Bon, par ailleurs, le résumé de cette semaine ne doit son existence qu’à l’habitude puisque le peu qu’on y apprend — Jessica est chez elle aux Etats-Unis pour se remettre d’une maladie et Caroline est également ‘‘aux States’’ maintenant qu’elle travaille dans un des plus grands cabinets d’avocats de New York — est réexpliqué dans des dialogues honteusement explicatifs DIX SECONDES plus tard. Déjà, à la base, le ton est donné : on nous prend vraiment pour des idiots.
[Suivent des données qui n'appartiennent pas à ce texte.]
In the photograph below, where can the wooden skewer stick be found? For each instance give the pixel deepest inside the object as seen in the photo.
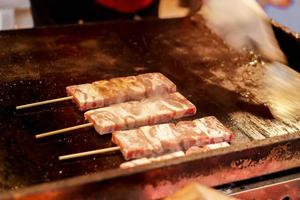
(44, 102)
(89, 153)
(42, 135)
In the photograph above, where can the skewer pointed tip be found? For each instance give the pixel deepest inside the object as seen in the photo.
(43, 102)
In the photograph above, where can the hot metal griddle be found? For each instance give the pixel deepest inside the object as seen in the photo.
(38, 64)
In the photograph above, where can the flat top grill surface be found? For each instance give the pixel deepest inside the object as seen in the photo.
(38, 64)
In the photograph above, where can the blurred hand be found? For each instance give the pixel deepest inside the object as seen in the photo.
(242, 23)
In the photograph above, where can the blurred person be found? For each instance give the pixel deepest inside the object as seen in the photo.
(51, 12)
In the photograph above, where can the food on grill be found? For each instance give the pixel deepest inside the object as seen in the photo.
(192, 150)
(134, 114)
(150, 141)
(116, 90)
(196, 149)
(145, 161)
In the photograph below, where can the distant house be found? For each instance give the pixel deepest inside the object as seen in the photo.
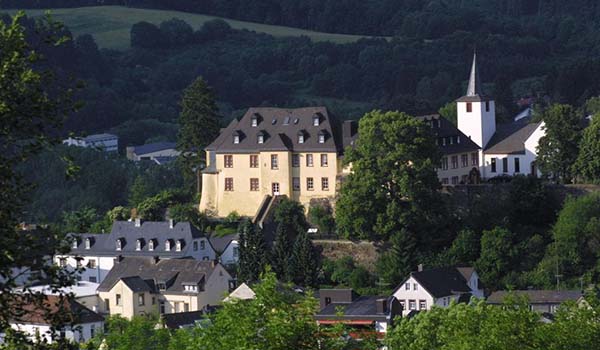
(226, 248)
(159, 152)
(143, 286)
(440, 286)
(105, 142)
(96, 252)
(544, 301)
(363, 313)
(81, 323)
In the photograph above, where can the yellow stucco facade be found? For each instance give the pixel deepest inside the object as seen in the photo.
(229, 188)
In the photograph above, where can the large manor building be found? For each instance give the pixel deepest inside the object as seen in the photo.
(298, 152)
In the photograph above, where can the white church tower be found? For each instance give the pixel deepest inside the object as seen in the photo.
(476, 113)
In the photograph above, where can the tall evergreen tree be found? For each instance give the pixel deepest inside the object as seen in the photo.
(198, 126)
(281, 253)
(253, 248)
(304, 262)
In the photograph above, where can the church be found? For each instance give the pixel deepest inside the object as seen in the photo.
(477, 147)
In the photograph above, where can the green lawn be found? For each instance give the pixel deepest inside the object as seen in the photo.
(110, 25)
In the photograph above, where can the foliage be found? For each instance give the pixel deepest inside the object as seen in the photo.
(252, 247)
(198, 120)
(33, 105)
(587, 165)
(559, 147)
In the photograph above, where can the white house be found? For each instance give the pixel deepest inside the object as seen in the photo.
(96, 252)
(159, 152)
(105, 142)
(81, 326)
(479, 147)
(226, 248)
(440, 286)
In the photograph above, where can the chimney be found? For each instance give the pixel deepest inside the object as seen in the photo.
(381, 306)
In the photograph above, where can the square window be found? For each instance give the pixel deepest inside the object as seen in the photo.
(228, 184)
(254, 161)
(228, 161)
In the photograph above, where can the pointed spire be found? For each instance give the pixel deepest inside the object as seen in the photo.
(474, 88)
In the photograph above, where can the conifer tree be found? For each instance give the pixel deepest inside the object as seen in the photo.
(252, 247)
(198, 126)
(304, 264)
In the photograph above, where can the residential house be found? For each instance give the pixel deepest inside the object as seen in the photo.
(81, 323)
(363, 313)
(97, 252)
(158, 152)
(104, 142)
(142, 286)
(440, 286)
(271, 152)
(544, 301)
(226, 248)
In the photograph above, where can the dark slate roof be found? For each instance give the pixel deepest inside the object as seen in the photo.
(136, 284)
(153, 147)
(537, 296)
(362, 307)
(510, 137)
(280, 127)
(219, 244)
(461, 142)
(442, 281)
(105, 244)
(173, 272)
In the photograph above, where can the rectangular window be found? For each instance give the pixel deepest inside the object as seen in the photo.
(324, 160)
(464, 160)
(474, 159)
(254, 161)
(228, 161)
(309, 160)
(228, 184)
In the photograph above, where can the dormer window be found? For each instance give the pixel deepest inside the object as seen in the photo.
(316, 120)
(119, 244)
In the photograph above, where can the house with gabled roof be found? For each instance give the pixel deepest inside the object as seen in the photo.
(96, 252)
(440, 286)
(143, 286)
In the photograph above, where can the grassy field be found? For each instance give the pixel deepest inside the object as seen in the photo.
(110, 25)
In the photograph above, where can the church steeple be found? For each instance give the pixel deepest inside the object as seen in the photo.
(474, 88)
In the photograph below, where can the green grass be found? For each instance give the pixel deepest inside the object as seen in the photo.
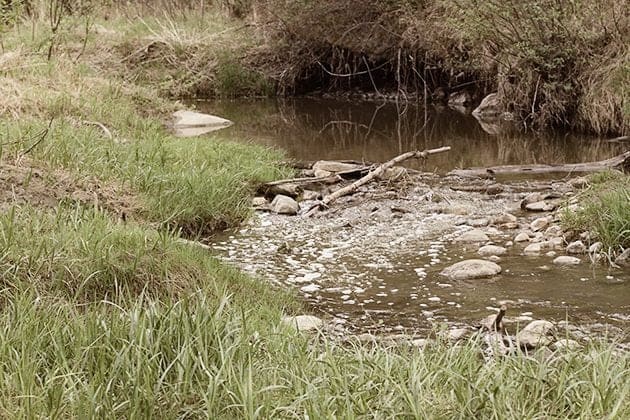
(201, 357)
(604, 210)
(105, 318)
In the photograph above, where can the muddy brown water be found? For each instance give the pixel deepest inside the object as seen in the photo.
(371, 268)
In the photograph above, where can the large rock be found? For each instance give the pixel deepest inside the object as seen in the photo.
(489, 250)
(623, 259)
(282, 204)
(535, 334)
(537, 247)
(191, 123)
(474, 235)
(539, 224)
(471, 269)
(334, 166)
(540, 206)
(303, 322)
(490, 107)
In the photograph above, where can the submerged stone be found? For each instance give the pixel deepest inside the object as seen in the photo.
(474, 235)
(471, 269)
(303, 322)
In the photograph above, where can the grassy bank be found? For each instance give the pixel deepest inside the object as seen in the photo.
(106, 313)
(604, 210)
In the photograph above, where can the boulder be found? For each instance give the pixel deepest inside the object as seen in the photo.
(566, 260)
(521, 237)
(540, 206)
(190, 123)
(303, 322)
(334, 166)
(539, 224)
(489, 250)
(471, 269)
(535, 334)
(282, 204)
(576, 247)
(490, 107)
(474, 235)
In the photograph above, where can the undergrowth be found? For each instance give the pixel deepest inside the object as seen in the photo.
(603, 209)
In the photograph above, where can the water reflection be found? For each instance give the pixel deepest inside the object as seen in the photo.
(313, 129)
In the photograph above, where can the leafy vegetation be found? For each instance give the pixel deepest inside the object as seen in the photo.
(604, 209)
(110, 314)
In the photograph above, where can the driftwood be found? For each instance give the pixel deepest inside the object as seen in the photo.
(622, 162)
(325, 202)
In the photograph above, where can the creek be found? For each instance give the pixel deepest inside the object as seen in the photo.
(373, 262)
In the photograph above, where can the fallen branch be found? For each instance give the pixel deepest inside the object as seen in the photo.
(372, 175)
(104, 129)
(621, 161)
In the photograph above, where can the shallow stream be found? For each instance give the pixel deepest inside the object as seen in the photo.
(373, 262)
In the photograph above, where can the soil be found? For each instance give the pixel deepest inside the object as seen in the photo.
(28, 182)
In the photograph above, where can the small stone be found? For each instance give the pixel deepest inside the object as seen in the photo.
(533, 249)
(320, 173)
(504, 218)
(521, 237)
(566, 260)
(479, 222)
(532, 198)
(494, 189)
(554, 230)
(623, 259)
(565, 344)
(489, 250)
(595, 248)
(540, 206)
(474, 235)
(282, 204)
(576, 247)
(303, 322)
(535, 334)
(579, 182)
(259, 202)
(310, 195)
(539, 224)
(310, 288)
(457, 334)
(471, 269)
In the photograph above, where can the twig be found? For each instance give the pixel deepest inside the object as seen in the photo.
(105, 130)
(41, 137)
(371, 175)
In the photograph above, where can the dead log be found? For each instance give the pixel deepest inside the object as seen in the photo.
(621, 162)
(372, 175)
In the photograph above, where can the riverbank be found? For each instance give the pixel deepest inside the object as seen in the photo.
(107, 313)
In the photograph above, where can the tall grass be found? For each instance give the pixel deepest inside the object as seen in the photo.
(205, 358)
(604, 210)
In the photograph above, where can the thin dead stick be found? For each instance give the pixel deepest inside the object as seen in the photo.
(105, 130)
(372, 175)
(613, 162)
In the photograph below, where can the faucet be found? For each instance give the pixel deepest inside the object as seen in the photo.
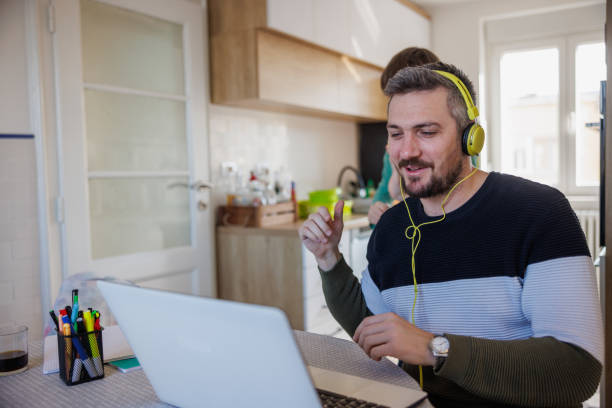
(362, 187)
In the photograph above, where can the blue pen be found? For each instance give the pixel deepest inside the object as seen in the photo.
(75, 306)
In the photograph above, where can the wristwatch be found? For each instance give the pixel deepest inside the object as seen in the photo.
(439, 347)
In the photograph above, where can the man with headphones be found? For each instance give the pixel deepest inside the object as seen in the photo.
(480, 283)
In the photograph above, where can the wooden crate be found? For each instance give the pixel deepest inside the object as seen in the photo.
(261, 216)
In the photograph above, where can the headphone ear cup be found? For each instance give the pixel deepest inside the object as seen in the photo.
(472, 140)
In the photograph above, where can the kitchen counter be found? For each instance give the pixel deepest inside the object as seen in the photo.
(270, 266)
(352, 221)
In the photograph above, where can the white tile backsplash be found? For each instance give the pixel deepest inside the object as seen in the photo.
(312, 150)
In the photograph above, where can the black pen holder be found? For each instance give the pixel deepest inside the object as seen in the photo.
(81, 357)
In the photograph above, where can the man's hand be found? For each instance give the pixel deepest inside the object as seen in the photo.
(375, 211)
(389, 335)
(321, 235)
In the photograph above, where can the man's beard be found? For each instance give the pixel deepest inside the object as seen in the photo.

En même temps, sachant qu’il y a quelques saisons de cela, la grande avocate internationale était une star de la chanson, ce n’est pas un scoop.

Donc, Adeline Blondieau, alias Caroline, l’ex chanteuse devenue avocate, a décidé de quitter la série. Elle n’était pas satisfaite de la qualité des scénarios. Mieux vaut s’en rendre compte à l’épisode 464 que jamais, hein ! Du coup, la production a décidé de tuer Caroline. Bon je suppose que les fans ne seront pas traumatisés non plus : les deux fois précédentes, à ma connaissance, où un personnage a été tué, il est revenu ensuite. Dans le premier cas, un sosie doté de la même personnalité est apparu, dans le second on a appris que le personnage mort en mer avait simplement passé des années dans une prison d’Amérique du Sud.

Laure reçoit un appel de Caroline qui, évidemment, n’a pas la voix de Caroline, et qui lui donne rendez-vous, paniquée, dans l’endroit le plus coupe-gorge auquel elle soit parvenu à penser. Sur place, Laure trouve une arme part terre qu’elle ramasse, entend Caroline crier, et se fait assommer, ce qui déclenche un coup de feu. Quand elle se réveille, Laura reste silencieuse malgré le fait qu’elle vive maintenant avec un policier, et attend que celui-ci finisse par retrouver le cadavre de Caroline. Là, elle s’accuse du meurtre. Hein ?
Son absence de mobile et ses aveux abracadabrantesques n’embêtent pas trop les policiers, visiblement aussi crédules que le public visé. Ils mettent Laure en prison. Elle est très malheureuse, car elle ne va pas pouvoir aller à l’enterrement de sa meilleure amie (celle qu’elle a croisé 20 fois en 465 épisodes). Qu’elle ne déprime pas trop, et les téléspectateurs non plus, la prod a déjà annoncé qu’il y aurait quatre mariages dans le 480e et dernier épisode.

C’est pas comme si « Sous le soleil » avait jamais volé très haut, mais au fil d’un développement qui a fait constamment la supposition que le téléspectateur avait autant de mémoire que Doris, c’est vraiment devenu un grand n’importe quoi, qui plus est larmoyant et insupportable. C’est bien simple, tous les clichés y passent (dans cet épisode, la scène où il faut convaincre la fille de Laure de ne pas suicider en se jetant d’un toit).

La suite/relaunch/spin-off (rayez les mentions inutiles) du sympathique et réussi « La vie devant nous », qui doit prendre le relai à partir de janvier, n’aura pas de mal à faire mieux. Même s’il n’y aura plus ni Gianni Giardinalli, ni Samuel Perche. J’aurais pas aimé avoir à recaster ces deux rôles-là.